In the case of duress by person, the victim only needs to prove that the contract was entered into as a result of the pressure or influence supported by the relevant proof. Then in this case the courts simply determine that the pressure exerted was illegitimate or not. Once determined, the courts accordingly act upon the same. The said pressure should be capable enough to affect the decision-making power of the individual too.

Duress Colore Officii

These are the cases where the pressure is generally in the form of unlawful demand of the payments by the public official. A distinction is supposed to be considered in the cases where the person victimised paid the sum of money in order to obtain any kind of a service from a public official and cases where the individual paid the sum of money through tax or impost. 

Duress of goods

Any kind of threat that is related to the destruction of the property or the goods of an individual who is the party to the agreement or the contract amounts to the duress of goods. The threat necessarily should not be of the destruction of the associated property or goods, but it can also be related to seizure or the detainment of the respective goods. 

When an individual submits to the defendant’s pressure which is illegitimate in nature and pays the sum of money and readily enters into an agreement in order to recover the goods which have been wrongfully seized or detained by the defendant party or done in order to avoid immediate seizure or any kind of damage to his goods, it is recognized in the eyes of the courts. In such cases, the complainant normally has no alternative which seems to be practical but to submit to the defendant’s threat and pressure.

Economic duress

Other kinds of threats which are different from the certain kinds of threats or the pressure which are related to the property or goods or life but, have influenced the decision-making power of the individual then in such cases also the doctrine of duress are applicable in the form of the economic duress.
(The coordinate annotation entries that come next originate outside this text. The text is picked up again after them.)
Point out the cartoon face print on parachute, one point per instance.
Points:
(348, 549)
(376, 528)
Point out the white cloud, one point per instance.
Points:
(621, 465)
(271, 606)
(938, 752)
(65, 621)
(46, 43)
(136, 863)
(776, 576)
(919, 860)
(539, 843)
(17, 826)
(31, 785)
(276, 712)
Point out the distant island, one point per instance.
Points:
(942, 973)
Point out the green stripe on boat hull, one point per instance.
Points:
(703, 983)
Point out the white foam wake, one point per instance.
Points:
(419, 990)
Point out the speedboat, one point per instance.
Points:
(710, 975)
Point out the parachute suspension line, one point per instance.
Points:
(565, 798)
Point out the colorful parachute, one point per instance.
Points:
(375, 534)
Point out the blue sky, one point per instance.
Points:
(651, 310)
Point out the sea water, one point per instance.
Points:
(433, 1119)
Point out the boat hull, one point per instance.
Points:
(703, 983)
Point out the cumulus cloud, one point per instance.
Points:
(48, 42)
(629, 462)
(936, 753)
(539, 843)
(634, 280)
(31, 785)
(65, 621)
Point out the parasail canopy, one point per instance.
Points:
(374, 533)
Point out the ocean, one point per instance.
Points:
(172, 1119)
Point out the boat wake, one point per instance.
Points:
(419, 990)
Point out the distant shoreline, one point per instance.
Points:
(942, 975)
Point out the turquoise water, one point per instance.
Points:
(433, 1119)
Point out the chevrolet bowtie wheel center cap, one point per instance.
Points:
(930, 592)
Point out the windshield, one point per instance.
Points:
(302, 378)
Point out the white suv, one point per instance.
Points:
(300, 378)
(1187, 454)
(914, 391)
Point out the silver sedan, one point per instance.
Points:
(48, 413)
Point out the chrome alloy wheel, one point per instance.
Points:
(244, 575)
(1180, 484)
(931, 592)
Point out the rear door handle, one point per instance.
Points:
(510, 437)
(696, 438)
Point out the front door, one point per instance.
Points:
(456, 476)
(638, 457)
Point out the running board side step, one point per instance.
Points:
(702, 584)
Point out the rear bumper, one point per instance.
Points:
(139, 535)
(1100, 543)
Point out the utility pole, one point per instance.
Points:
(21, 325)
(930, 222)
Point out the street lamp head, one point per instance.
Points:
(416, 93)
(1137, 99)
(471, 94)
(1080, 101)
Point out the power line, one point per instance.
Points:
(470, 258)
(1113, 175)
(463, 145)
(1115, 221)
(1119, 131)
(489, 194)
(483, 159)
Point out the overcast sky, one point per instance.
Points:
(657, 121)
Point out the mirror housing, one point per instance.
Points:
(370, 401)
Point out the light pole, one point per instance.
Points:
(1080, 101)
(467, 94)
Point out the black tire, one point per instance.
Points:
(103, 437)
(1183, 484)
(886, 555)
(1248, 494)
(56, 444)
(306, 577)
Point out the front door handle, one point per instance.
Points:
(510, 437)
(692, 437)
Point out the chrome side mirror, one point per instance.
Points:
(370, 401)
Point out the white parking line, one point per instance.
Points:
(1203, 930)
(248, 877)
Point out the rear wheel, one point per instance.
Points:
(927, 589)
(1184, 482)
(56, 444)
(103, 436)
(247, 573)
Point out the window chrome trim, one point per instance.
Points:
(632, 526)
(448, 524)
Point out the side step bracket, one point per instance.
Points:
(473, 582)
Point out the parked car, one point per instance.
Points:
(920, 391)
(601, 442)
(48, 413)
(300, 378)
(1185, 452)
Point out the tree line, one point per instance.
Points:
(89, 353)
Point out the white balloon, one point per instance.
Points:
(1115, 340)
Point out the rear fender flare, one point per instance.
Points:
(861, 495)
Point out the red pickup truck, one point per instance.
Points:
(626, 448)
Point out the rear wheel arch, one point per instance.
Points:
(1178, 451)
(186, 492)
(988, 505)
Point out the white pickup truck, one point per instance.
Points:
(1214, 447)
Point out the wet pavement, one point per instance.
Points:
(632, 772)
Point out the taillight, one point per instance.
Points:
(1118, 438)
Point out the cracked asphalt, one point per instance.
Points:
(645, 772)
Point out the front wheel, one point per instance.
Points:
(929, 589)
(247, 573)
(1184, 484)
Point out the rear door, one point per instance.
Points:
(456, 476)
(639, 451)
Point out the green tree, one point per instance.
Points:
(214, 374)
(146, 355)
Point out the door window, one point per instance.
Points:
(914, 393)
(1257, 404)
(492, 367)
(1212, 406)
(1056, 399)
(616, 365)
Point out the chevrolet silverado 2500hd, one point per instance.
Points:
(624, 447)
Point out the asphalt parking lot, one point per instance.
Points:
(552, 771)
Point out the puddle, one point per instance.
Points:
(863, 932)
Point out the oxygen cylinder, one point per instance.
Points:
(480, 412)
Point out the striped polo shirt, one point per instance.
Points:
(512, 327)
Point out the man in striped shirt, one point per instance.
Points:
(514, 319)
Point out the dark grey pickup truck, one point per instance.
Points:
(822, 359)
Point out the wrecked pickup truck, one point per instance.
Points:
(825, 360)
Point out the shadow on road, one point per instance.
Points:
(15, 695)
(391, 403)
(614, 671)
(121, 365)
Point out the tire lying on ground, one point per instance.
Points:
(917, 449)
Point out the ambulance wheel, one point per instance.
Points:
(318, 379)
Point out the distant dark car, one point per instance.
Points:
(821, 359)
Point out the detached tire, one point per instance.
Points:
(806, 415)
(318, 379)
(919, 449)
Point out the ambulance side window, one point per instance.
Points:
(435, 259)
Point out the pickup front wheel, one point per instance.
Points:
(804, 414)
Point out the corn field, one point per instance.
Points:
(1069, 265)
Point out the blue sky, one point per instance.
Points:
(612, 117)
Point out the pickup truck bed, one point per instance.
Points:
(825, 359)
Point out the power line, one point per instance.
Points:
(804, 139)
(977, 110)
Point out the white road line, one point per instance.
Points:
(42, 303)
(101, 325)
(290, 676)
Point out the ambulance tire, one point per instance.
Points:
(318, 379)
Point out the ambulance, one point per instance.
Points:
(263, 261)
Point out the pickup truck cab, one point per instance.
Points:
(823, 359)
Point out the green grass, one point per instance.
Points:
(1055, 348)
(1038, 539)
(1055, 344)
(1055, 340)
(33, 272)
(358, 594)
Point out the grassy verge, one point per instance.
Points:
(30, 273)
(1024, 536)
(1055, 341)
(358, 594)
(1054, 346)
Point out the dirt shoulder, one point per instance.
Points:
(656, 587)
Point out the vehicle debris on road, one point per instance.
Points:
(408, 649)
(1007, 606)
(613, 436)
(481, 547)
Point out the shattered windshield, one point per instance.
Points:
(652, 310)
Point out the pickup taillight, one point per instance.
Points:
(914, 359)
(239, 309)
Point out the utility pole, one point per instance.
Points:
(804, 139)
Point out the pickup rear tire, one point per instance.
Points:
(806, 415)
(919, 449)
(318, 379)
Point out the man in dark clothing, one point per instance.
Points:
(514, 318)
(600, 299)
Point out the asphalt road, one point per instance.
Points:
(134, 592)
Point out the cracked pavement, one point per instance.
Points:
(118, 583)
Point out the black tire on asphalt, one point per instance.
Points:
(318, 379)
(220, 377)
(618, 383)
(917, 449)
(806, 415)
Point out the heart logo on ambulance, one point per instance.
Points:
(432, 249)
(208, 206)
Such a threat also is an offence in the eyes of law. In the case of economic duress, the main question to consider is whether the individual had any practical or appropriate alternative available. If any such kind of alternative was available, then in that case the economic duress has no role to play. 

Conclusion

The doctrine of duress is one of the finest doctrines under English Law. Under Indian Law, it is generally referred to as coercion. The nature of both concepts are the same. This doctrine majorly looks at the intent due to which the contract was entered into which further clarifies and strengthens the stems of the agreements and contracts. 

This concept was when initially introduced and adapted it had a very narrow scope and had less applicability but, later on, its practical aspect increased hence, widening the scope of the doctrine. This doctrine is of high relevance and plays a major role in determining the scope and legal credibility of the contract or the agreement which has been entered into by the parties.